Spatial Matched Filter Classifiers for SAR (2)

A typical target recognition using SAR is done in multiple stages and is illustrated by the block diagram in Fig. 7 (13). In the first stage, a CFAR detector prescreens by locating potential targets on the basis of radar amplitude. Since a single target may produce multiple detections, the CFAR detections are clustered (grouped together). Then a region of interest (ROI) around the centroid of each cluster is passed to the next stage of the algorithm for further processing.
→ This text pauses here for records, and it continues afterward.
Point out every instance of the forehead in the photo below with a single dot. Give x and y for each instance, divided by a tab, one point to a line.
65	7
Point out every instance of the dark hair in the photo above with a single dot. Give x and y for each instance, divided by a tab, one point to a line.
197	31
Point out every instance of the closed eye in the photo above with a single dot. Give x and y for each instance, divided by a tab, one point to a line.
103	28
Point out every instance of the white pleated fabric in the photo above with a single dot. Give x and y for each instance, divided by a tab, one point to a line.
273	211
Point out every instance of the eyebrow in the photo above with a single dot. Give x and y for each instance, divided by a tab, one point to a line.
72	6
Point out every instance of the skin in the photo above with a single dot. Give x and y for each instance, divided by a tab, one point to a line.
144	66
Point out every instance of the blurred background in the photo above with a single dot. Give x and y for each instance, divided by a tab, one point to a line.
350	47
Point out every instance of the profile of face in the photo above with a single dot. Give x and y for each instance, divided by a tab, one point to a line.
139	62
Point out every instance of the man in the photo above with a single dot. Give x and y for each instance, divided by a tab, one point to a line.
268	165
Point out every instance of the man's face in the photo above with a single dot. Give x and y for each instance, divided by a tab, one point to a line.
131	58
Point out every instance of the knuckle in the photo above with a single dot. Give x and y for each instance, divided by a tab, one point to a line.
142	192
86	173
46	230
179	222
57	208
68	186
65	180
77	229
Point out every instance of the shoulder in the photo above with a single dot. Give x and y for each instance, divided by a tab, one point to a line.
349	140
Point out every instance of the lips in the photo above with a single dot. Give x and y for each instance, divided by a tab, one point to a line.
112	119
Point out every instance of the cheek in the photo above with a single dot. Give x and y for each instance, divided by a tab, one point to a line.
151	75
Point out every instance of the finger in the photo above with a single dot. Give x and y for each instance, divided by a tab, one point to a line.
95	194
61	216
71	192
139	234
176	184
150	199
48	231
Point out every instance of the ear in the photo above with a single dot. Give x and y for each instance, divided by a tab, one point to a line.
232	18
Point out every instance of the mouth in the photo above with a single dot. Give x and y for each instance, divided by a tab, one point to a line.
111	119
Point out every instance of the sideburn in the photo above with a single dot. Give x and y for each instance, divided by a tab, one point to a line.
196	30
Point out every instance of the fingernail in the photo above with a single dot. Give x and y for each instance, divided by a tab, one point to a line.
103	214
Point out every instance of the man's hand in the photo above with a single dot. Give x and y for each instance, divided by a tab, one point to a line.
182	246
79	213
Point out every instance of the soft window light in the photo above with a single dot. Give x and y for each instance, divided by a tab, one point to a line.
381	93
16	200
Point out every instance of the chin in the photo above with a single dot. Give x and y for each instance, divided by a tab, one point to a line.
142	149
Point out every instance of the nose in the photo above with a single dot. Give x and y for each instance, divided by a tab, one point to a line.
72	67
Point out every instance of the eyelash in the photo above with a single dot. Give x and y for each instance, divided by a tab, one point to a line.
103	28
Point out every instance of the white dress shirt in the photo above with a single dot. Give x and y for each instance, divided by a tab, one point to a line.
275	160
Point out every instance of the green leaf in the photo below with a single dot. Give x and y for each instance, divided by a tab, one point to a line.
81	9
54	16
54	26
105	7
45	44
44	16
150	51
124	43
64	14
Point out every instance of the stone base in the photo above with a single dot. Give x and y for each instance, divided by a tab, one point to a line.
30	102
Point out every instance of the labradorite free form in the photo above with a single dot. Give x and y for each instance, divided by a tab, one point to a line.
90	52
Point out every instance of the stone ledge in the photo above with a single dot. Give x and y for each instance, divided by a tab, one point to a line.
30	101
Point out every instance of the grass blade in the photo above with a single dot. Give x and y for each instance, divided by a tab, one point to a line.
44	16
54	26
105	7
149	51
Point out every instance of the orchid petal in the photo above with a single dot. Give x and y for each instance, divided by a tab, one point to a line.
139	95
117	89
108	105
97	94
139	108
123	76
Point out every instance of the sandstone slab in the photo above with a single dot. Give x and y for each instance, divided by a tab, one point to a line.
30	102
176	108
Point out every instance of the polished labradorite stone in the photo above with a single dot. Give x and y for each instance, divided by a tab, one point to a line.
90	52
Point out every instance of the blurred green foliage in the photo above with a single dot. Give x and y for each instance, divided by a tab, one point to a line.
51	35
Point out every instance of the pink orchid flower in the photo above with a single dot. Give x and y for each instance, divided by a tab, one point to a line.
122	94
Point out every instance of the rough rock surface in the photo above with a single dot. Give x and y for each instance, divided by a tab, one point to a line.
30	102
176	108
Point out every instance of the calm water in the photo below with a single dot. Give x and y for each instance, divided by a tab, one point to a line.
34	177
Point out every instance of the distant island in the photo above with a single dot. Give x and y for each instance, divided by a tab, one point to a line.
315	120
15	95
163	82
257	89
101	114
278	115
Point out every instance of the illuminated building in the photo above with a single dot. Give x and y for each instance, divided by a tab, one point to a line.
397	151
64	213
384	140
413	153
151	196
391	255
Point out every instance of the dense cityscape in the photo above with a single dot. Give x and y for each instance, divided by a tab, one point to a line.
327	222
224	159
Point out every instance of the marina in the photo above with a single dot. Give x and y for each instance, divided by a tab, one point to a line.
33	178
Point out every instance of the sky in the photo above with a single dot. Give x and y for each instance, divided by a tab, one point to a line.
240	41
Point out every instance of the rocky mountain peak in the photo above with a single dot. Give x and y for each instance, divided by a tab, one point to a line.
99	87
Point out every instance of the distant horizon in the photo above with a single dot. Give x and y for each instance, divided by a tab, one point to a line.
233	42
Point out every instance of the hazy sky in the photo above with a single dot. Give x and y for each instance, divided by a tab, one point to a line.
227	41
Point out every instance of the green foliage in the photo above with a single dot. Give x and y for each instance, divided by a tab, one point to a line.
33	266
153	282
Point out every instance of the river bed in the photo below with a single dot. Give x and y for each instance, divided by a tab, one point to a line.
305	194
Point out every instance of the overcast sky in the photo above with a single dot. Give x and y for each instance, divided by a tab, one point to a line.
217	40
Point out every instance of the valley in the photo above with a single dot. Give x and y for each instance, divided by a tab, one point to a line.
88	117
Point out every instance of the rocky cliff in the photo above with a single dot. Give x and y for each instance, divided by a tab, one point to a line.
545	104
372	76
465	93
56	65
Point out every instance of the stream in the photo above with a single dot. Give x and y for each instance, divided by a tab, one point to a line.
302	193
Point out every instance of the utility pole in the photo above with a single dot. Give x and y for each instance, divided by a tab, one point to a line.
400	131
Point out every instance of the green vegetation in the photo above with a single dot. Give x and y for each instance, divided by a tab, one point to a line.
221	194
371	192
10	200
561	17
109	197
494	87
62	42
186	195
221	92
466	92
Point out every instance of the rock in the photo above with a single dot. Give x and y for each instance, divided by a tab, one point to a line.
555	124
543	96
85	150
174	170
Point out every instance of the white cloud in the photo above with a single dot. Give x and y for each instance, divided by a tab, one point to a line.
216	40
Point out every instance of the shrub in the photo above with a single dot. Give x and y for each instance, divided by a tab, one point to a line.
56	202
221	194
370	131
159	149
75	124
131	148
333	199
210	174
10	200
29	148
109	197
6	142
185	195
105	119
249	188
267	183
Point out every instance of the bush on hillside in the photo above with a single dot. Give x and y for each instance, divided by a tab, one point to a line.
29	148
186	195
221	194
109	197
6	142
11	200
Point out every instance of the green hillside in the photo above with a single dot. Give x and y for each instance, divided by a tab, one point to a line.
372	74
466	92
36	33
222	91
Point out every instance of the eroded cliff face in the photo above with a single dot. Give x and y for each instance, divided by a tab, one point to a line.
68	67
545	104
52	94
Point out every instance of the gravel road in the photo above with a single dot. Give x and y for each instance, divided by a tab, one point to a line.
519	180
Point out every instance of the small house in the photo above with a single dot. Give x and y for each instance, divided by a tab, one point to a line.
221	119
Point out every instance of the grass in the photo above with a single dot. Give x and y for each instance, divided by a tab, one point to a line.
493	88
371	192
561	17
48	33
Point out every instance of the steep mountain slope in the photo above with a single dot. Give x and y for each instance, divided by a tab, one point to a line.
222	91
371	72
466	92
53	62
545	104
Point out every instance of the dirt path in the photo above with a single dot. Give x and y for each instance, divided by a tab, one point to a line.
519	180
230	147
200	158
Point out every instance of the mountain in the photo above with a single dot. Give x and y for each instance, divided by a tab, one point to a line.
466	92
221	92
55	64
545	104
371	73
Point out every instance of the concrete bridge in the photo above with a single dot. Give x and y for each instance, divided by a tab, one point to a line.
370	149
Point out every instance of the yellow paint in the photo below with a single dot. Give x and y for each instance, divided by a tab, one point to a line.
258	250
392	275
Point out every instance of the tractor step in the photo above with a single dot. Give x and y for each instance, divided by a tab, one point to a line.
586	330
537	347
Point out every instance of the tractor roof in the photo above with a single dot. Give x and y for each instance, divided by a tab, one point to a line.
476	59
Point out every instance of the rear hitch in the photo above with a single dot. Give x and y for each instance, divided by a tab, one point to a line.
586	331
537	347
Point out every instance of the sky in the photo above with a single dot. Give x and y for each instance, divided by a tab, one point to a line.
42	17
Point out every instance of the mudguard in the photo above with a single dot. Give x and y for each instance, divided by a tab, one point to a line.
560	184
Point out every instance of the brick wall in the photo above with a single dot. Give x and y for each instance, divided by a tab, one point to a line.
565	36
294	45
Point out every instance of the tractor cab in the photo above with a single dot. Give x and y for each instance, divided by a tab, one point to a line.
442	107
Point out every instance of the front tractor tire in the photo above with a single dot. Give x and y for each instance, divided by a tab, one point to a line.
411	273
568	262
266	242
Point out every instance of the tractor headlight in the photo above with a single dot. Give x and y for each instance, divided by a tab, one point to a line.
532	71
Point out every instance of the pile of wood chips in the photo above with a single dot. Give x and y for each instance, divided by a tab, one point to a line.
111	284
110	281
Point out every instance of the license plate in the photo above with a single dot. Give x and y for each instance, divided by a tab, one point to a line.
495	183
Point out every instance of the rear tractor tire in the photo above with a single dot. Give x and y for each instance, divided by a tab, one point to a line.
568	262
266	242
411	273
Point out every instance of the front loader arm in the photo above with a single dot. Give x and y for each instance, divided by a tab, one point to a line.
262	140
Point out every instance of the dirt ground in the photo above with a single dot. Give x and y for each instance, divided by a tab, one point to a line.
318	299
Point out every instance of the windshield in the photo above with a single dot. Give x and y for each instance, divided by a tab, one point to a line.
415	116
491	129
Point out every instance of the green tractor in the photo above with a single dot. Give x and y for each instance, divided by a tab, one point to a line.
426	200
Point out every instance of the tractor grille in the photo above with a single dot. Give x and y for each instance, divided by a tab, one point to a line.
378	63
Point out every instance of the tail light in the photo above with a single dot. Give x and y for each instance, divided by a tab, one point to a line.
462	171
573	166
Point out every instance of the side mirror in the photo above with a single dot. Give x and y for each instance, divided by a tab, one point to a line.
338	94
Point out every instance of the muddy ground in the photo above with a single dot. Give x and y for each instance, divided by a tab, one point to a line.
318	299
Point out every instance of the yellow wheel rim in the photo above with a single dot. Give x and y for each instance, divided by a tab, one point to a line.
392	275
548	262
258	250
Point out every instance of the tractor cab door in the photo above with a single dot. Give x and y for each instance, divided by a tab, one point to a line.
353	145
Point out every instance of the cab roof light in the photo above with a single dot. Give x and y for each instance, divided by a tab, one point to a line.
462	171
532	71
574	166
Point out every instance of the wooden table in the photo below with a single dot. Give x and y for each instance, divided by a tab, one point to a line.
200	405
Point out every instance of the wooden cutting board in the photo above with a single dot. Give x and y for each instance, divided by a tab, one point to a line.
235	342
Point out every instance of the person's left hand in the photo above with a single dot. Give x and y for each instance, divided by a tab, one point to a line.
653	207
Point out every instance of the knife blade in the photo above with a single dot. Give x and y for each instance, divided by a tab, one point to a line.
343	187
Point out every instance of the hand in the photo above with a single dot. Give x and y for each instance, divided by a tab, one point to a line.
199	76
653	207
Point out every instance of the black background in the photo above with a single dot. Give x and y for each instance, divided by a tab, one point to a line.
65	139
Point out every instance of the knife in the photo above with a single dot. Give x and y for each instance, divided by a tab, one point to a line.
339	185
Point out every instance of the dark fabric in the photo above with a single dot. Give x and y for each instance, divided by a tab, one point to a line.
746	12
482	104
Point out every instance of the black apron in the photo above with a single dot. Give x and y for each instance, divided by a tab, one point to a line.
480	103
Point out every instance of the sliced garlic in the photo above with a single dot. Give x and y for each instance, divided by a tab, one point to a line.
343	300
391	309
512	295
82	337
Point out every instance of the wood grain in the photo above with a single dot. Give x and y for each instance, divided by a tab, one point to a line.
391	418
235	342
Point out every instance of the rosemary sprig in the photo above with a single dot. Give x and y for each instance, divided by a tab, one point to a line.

The second stage takes each ROI as its input and analyzes it. The goal of this discrimination stage is to reject natural-clutter false alarms while accepting real targets. This stage consists of three steps: (1) determining the position and orientation of the detected object, (2) computing simple texture features, and (3) combining the features into a discrimination statistic that measures how “targetlike” the detection object is.

The third stage is classification, where a 2-D pattern-matching algorithm is used to (1) reject clutter false alarms caused by man-made clutter discretes (buildings, bridges, etc.) and (2) classify the remaining detected objects. Those detected objects that pass the second stage are matched against stored reference templates of targets. If none of the matches exceeds a minimum required score, the detected object is classified as clutter; otherwise, the detected object is assigned to the class with the highest match score.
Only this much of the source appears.